The first time you probably pledged allegiance to anything was in your kindergarten class. You stood up, placed your hand across your heart and recited the paragraph. We did it because we were told to. In essence, there’s no real reason for a five-year-old to adopt this form of patriotism. None of us were planing any treasonous activity in between eating crayons and gummy bears.

This form of conditioning taught us to have undeniable loyalty to certain things: country, family, friends, jobs or anything really. We are expected to be loyal without a question and to a fault.

I’m sure you know a few people who could care less who they leave behind in their opportunistic quests. Others are simply presented with a choice. Self-preservation reminds us that people will almost always choose themselves over someone else. Loyalty in this condition is a faulty concept — it’s set up to fail.

Families are the first place to look for loyalty, yet that’s where the disappointment usually begins. They are structures made up of impressionable human beings — bonded by blood and strong cultural associations. We depend on our families for everything growing up and continue to seek that ‘protection’ into adulthood. The people we have around us as children are our first glimpse of how people interact in intimate settings. Blood is indeed thicker than water but it can easily be diluted by intention.

Friendships are extensions of the archetype of family bonds. A person literally adopts someone else into their life to serve as a secondary lifeline of support. Finding good friends is about as easy as picking a needle out of a haystack. You can give the most vulnerable parts of yourself to someone who has no real obligation to you. Bonds between people change as circumstances do. The same goes for romantic relationships and jobs, it’s all consumerism.

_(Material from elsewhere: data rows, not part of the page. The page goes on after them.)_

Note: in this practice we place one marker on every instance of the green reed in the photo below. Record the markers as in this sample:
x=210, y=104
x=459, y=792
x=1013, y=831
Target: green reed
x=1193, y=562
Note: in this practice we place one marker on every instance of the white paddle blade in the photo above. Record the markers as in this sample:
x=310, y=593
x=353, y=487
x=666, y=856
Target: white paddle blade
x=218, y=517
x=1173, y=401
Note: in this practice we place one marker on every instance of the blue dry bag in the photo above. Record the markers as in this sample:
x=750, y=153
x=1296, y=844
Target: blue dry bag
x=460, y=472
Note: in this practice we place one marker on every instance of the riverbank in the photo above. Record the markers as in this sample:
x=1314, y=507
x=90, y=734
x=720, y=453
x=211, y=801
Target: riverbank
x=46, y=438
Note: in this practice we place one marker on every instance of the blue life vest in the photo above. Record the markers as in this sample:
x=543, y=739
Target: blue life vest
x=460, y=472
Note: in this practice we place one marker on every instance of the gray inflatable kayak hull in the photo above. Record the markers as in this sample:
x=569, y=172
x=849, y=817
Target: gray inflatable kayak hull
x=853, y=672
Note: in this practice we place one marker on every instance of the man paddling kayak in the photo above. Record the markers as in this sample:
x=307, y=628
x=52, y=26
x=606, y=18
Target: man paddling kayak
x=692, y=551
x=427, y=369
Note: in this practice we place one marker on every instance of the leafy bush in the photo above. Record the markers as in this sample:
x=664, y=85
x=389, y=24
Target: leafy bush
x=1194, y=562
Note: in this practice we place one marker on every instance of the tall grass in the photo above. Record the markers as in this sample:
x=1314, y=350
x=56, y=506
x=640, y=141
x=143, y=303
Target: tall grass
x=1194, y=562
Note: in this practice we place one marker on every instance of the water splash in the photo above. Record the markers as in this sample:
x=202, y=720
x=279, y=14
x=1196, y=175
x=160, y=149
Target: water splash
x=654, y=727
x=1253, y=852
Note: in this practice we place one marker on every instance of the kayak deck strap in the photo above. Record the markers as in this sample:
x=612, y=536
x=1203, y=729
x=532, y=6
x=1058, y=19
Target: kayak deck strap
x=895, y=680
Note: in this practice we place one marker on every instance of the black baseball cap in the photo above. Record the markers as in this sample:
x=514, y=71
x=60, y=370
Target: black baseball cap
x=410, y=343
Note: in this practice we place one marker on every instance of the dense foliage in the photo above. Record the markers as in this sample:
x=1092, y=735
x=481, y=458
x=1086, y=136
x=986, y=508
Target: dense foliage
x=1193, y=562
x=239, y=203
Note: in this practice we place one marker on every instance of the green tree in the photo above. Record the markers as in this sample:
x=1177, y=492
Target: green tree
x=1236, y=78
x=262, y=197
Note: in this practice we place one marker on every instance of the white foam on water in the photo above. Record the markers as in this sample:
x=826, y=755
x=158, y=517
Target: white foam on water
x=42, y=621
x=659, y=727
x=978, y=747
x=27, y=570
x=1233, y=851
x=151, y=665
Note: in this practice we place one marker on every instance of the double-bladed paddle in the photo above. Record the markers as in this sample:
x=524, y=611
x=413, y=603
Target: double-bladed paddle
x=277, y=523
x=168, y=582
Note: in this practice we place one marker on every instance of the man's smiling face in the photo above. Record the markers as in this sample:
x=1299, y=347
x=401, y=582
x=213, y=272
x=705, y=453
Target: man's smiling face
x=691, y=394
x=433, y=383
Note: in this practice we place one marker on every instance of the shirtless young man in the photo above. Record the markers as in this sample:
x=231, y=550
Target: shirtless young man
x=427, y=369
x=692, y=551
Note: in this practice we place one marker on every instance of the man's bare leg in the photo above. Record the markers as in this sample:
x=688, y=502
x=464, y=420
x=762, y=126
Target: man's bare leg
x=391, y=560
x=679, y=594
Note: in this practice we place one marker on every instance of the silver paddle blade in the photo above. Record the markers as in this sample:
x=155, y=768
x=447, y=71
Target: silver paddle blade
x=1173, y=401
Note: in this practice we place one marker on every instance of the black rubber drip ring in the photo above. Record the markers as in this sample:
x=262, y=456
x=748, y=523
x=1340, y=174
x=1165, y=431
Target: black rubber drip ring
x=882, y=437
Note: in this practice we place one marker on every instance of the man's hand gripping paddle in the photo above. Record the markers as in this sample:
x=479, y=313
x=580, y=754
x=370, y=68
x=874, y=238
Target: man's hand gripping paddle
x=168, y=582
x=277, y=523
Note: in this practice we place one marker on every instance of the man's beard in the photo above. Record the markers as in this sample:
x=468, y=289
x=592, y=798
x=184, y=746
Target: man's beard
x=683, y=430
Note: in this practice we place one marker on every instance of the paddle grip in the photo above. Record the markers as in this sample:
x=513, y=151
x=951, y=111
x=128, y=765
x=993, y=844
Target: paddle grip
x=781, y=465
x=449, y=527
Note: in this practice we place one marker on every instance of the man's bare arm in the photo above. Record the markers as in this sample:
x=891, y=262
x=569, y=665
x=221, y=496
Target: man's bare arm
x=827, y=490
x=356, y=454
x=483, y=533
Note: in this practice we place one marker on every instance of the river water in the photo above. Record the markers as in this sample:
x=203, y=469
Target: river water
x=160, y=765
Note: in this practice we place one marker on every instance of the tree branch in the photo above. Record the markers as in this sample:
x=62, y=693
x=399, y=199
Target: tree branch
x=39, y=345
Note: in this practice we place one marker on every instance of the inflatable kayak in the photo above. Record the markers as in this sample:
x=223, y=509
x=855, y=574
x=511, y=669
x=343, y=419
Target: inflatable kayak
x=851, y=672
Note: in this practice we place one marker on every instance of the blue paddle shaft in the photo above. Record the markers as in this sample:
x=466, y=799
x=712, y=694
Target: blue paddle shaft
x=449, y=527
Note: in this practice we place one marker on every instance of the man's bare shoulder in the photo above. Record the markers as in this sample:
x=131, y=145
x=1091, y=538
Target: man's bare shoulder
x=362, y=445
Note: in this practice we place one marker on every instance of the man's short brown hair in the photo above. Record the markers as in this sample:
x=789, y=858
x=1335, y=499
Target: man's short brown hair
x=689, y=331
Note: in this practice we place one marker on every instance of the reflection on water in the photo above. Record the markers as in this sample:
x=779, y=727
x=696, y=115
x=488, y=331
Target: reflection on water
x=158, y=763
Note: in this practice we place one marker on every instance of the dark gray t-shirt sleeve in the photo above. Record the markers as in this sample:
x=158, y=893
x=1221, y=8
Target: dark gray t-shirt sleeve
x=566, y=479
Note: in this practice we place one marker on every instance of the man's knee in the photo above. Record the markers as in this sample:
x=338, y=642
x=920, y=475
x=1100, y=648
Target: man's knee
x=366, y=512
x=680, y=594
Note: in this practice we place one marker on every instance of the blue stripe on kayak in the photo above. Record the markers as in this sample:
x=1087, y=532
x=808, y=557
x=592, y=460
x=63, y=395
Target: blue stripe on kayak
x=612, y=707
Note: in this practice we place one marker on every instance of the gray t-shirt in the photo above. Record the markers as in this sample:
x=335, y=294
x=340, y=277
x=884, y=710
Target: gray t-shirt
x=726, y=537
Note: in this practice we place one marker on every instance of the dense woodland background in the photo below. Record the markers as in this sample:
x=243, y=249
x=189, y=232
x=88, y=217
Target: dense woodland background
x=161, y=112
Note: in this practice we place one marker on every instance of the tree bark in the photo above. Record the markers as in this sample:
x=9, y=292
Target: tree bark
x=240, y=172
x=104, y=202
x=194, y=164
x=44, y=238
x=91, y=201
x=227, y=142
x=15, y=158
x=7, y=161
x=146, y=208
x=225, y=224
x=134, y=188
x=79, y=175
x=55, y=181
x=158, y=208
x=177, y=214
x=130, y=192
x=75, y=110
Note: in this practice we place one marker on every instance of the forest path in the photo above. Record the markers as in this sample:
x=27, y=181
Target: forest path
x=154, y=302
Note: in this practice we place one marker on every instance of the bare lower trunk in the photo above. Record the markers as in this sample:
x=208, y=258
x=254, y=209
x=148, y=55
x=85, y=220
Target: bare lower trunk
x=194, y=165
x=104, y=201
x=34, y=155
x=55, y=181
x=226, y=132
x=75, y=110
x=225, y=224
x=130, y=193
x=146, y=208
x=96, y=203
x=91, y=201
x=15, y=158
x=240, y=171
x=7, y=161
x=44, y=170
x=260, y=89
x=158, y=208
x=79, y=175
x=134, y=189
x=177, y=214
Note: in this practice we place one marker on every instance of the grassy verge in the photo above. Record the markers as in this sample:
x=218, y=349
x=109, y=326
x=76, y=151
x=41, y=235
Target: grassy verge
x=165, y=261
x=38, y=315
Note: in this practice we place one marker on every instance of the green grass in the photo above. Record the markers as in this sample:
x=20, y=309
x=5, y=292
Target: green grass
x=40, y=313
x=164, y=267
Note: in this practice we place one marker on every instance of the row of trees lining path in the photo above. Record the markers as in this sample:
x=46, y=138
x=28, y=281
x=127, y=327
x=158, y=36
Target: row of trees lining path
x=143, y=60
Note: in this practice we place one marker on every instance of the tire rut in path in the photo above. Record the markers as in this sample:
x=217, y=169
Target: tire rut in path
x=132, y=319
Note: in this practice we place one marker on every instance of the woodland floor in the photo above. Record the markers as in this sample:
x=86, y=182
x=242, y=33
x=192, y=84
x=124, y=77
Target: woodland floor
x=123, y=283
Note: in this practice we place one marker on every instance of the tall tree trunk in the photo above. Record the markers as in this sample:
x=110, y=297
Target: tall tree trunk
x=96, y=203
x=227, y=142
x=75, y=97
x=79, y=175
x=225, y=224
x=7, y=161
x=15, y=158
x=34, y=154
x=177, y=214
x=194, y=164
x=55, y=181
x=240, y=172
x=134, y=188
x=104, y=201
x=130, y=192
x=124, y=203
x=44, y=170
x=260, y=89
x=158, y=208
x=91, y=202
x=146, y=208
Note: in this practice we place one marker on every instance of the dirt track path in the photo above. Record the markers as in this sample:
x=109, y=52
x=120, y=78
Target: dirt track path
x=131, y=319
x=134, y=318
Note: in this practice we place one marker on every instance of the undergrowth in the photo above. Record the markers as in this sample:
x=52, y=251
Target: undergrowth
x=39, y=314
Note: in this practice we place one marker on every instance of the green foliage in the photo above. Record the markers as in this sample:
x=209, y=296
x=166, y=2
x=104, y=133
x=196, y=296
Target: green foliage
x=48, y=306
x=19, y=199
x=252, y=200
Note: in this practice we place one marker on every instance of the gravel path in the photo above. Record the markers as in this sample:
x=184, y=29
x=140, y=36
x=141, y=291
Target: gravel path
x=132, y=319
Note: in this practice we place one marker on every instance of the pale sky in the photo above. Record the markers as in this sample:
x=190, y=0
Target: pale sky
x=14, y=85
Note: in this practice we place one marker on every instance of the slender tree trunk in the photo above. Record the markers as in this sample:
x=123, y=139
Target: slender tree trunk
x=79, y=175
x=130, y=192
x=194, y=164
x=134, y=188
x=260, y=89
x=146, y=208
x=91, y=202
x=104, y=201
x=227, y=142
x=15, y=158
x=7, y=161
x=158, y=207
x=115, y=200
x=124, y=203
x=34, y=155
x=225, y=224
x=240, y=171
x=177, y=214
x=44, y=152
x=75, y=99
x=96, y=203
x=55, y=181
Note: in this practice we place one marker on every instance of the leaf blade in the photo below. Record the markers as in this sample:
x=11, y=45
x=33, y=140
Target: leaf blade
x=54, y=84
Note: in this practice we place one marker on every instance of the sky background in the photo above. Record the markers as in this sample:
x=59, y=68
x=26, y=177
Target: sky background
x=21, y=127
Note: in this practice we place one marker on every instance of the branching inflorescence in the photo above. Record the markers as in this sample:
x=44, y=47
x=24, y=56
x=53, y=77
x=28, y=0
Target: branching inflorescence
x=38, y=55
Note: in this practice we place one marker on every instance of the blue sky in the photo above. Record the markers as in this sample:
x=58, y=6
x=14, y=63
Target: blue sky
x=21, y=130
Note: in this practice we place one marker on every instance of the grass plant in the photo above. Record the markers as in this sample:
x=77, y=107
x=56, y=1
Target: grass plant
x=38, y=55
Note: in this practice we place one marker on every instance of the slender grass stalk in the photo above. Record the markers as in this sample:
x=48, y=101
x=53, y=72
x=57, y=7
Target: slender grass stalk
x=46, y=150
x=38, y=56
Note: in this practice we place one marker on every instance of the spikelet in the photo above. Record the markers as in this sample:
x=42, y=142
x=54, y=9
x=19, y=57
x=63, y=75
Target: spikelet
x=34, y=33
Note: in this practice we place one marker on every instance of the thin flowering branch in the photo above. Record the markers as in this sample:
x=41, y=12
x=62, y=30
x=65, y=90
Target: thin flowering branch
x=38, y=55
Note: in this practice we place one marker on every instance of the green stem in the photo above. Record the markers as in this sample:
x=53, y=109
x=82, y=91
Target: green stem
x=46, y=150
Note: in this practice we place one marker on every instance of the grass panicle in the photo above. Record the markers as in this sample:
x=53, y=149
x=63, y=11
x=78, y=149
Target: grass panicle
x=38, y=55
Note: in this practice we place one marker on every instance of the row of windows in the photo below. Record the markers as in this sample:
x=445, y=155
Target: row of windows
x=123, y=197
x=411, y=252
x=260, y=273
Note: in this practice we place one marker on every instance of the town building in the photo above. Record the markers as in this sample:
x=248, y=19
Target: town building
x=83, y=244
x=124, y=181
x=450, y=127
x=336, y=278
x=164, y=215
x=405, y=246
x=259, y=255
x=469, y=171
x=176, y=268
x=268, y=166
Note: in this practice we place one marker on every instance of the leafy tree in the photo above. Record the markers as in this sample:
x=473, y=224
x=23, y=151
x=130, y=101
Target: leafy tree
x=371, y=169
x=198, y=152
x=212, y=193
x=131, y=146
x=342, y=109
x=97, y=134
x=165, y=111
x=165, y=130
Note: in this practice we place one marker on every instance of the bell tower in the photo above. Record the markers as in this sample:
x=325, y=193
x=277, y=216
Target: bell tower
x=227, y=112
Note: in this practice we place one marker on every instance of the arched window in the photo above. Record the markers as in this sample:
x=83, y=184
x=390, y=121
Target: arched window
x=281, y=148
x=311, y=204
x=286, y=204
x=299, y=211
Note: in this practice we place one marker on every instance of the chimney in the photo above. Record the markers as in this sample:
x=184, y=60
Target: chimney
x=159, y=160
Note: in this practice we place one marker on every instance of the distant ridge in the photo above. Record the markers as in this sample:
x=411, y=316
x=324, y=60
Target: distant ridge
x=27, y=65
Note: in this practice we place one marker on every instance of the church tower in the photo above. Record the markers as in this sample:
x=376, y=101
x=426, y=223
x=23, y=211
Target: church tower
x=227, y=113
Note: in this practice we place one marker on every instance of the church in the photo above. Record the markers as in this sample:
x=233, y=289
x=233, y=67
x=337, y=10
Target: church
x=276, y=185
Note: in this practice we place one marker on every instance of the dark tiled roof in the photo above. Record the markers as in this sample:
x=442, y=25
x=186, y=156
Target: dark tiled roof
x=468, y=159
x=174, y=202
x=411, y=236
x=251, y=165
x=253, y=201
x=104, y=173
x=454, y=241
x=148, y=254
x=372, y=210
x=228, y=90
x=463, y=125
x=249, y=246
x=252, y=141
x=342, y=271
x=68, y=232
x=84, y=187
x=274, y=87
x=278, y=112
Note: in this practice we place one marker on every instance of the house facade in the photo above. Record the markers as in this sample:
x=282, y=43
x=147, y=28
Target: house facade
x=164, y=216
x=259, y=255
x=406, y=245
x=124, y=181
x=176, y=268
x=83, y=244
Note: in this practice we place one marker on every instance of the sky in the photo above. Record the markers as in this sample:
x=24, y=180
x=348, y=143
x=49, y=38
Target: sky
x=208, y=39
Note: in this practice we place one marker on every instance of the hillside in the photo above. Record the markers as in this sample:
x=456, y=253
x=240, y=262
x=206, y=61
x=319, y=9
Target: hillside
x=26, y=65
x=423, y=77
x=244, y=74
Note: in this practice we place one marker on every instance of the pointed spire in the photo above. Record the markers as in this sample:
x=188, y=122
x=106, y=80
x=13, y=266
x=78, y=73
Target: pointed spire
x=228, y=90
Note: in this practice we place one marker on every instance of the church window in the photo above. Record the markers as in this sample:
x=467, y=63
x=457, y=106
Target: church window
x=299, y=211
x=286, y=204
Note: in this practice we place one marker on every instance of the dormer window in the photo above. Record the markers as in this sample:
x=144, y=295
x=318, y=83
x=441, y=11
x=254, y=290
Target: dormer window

The exchange of needs, wants and desires between two people or a person and a bottom line. The truth is we all use each other for completely selfish reasons: money, companionship or goals. Through these exchanges, loyalty is the best way to keep the connection going. The brain is saying, I want this happiness to continue or I need this stream of income to continue so I will do what I have to do to keep it in my life.

We adapt and change accordingly to make this happen. By doing so we want the best outcome possible. The expectation is that we will be rewarded for all of our dedication and hard work. The time invested in a person or thing will eventually pay off until it doesn’t. Family bonds do break, relationships end, friends become strangers and people lose their jobs every day.

That’s just the way it can play out. Should that deter loyalty in the next opportunity that presents itself? No. Loyalty is an admirable trait and should be treated as such. Experience teaches us to be mindful in dealing with others and to adjust our expectation levels to coincide with reality.